A mysterious, incredibly energetic cosmic ray has smashed into Earth

A cosmic ray dubbed Amaterasu is the second most powerful one we have ever seen, beaten only by the "Oh-My-God particle". Both have baffled astronomers and defy explanation

Illustration of an ultra-high-energy-cosmic ray hitting Earth
 (Credit: Osaka Metropolitan University /L-INSIGHT, Kyoto University/ Ryuunosuke Takeshige)

Astronomers have detected the second most powerful cosmic ray ever recorded, but it seems to have come from an empty region of the universe known as a cosmic void, where there is nothing obvious it could have originated from.

This mysterious cosmic ray, which is probably a charged particle nucleus of some variety, such as carbon or oxygen, has been dubbed Amaterasu after the Japanese sun goddess.

Possible explanations for it include magnetic fields steering the particle off-course, an invisible source in another galaxy or exotic new cosmic phenomena.

“The first time I saw the result, I thought that it should be some mistake, it was much more energetic than my expectations,” says Toshihiro Fujii at Osaka Metropolitan University in Japan. “At the beginning, I thought it was a bit unlucky as it had no source, but actually it is lucky, because we found a new mystery.”

Fujii and his colleagues spotted the event using the Telescope Array in Utah, a collection of more than 500 sensors that can detect showers of particles raining down from extremely energetic particle collisions with Earth’s atmosphere.

By working back from the sensors’ detections and using particle physics models, researchers can reconstruct the energy and direction of an incoming particle.

On 27 May 2021, a group of the sensors lit up with signals that implied a particle had exploded above them with an energy of about 244 exaelectronvolts (EeV), which is equivalent to the energy of a tennis ball moving at nearly 100 kilometres per hour, squeezed into an atomic-sized object.

Events at this energy are extremely rare, and only four particles have been recorded above 200 EeV. The most energetic particle, a 320 EeV particle called the “Oh-My-God particle”, still isn’t fully explained.

These ultra-high-energy cosmic rays are thought to be produced in exotic astrophysical events, such as in supermassive black holes or gamma ray bursts.
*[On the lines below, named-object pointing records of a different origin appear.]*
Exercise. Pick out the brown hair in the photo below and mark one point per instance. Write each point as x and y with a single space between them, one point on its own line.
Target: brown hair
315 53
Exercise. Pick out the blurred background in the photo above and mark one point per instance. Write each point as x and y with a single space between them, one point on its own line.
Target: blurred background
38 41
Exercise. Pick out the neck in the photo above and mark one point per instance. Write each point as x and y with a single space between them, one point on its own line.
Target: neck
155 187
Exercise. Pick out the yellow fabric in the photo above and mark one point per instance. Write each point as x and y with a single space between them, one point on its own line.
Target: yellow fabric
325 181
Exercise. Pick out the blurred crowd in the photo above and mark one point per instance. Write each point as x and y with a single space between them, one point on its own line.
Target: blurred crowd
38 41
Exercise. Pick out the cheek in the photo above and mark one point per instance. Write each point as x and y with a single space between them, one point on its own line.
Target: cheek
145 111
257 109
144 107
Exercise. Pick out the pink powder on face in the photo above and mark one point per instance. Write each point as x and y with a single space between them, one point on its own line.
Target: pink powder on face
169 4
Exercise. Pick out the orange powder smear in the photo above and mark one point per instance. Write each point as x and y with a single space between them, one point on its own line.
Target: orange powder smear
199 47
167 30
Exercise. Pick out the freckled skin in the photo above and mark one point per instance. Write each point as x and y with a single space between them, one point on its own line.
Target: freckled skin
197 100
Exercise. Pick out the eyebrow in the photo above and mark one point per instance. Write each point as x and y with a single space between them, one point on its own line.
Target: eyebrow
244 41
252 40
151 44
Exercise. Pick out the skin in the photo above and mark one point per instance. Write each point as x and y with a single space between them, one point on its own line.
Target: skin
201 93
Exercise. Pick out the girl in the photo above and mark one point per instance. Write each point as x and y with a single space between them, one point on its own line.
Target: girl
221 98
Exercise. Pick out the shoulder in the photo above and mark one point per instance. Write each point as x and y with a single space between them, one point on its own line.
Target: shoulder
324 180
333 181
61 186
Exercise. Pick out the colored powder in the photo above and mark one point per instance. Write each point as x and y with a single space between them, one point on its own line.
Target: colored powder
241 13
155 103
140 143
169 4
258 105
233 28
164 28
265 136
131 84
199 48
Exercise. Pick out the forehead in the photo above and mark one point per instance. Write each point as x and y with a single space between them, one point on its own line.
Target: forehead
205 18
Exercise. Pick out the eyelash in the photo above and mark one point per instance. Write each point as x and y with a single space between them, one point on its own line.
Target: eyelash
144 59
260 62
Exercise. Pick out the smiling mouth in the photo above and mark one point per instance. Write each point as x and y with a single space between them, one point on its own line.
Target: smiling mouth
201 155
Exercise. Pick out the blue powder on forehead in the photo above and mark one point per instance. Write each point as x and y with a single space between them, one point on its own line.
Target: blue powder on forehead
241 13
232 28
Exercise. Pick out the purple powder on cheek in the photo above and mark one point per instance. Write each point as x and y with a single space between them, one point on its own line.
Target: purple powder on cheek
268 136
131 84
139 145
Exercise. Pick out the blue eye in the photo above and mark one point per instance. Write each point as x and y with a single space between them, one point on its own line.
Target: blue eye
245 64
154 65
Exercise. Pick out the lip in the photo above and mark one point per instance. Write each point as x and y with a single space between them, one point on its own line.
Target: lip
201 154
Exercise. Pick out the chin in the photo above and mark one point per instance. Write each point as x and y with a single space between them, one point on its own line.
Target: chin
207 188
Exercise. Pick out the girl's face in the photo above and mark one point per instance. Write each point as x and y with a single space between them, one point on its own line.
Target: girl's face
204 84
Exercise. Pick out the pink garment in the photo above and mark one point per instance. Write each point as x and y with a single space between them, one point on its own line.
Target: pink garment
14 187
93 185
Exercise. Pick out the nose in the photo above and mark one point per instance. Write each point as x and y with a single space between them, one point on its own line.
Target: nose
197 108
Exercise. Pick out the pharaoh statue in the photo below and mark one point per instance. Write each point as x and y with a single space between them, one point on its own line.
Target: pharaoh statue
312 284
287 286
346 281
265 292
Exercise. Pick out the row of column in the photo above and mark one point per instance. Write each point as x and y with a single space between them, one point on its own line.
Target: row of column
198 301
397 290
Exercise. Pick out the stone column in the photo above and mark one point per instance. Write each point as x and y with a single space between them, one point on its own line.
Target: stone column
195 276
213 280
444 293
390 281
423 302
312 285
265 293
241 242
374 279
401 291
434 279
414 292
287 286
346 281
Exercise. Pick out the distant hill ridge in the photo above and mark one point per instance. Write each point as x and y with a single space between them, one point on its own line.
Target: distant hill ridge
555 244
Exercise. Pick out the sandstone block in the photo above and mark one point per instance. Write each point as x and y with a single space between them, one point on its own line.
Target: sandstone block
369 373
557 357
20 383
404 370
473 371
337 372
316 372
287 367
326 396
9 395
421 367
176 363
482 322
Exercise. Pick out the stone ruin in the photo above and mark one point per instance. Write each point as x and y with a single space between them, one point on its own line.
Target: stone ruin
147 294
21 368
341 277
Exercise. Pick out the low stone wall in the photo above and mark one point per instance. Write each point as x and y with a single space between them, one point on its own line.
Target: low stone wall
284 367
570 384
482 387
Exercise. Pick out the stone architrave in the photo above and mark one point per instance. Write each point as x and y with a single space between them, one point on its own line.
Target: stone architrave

But when Fujii and his colleagues examined the part of the sky that the particle had come from, they could see no obvious source.

It is possible that the cosmic ray came from somewhere else and veered off course because of the effect of an object’s magnetic fields, but with the particle still having such a high energy when it arrived, this change of direction can only have been minimal, unless our models of extragalactic magnetic fields are incorrect, says Fujii.

The higher the charge of the particle nucleus, the bigger the deflection, but even the maximum deflection, which would come from a highly charged iron nucleus, doesn’t provide a change in trajectory that leads to a possible source.

Higher-energy particles lose energy when interacting with the cosmic microwave background (CMB), a background buzz of radiation left over from the big bang. This limits how far these ultra-energetic rays can travel, but if the charged particle is a more exotic phenomenon that doesn’t interact with the CMB, then it could have come from much more distant galaxies that we can’t detect, says Fujii.

It is a puzzling scenario, says Justin Bray at the University of Manchester, UK, partly because we have so few examples of extremely high-energy cosmic rays and many of them have been detected in different ways, which makes it difficult to compare and analyse them as a group.

Although differentiating between possible sources for Amaterasu is tricky, says Bray, claims of a new particle would require extraordinary evidence. “It is a fairly out-there possibility, but of course very exciting if true.”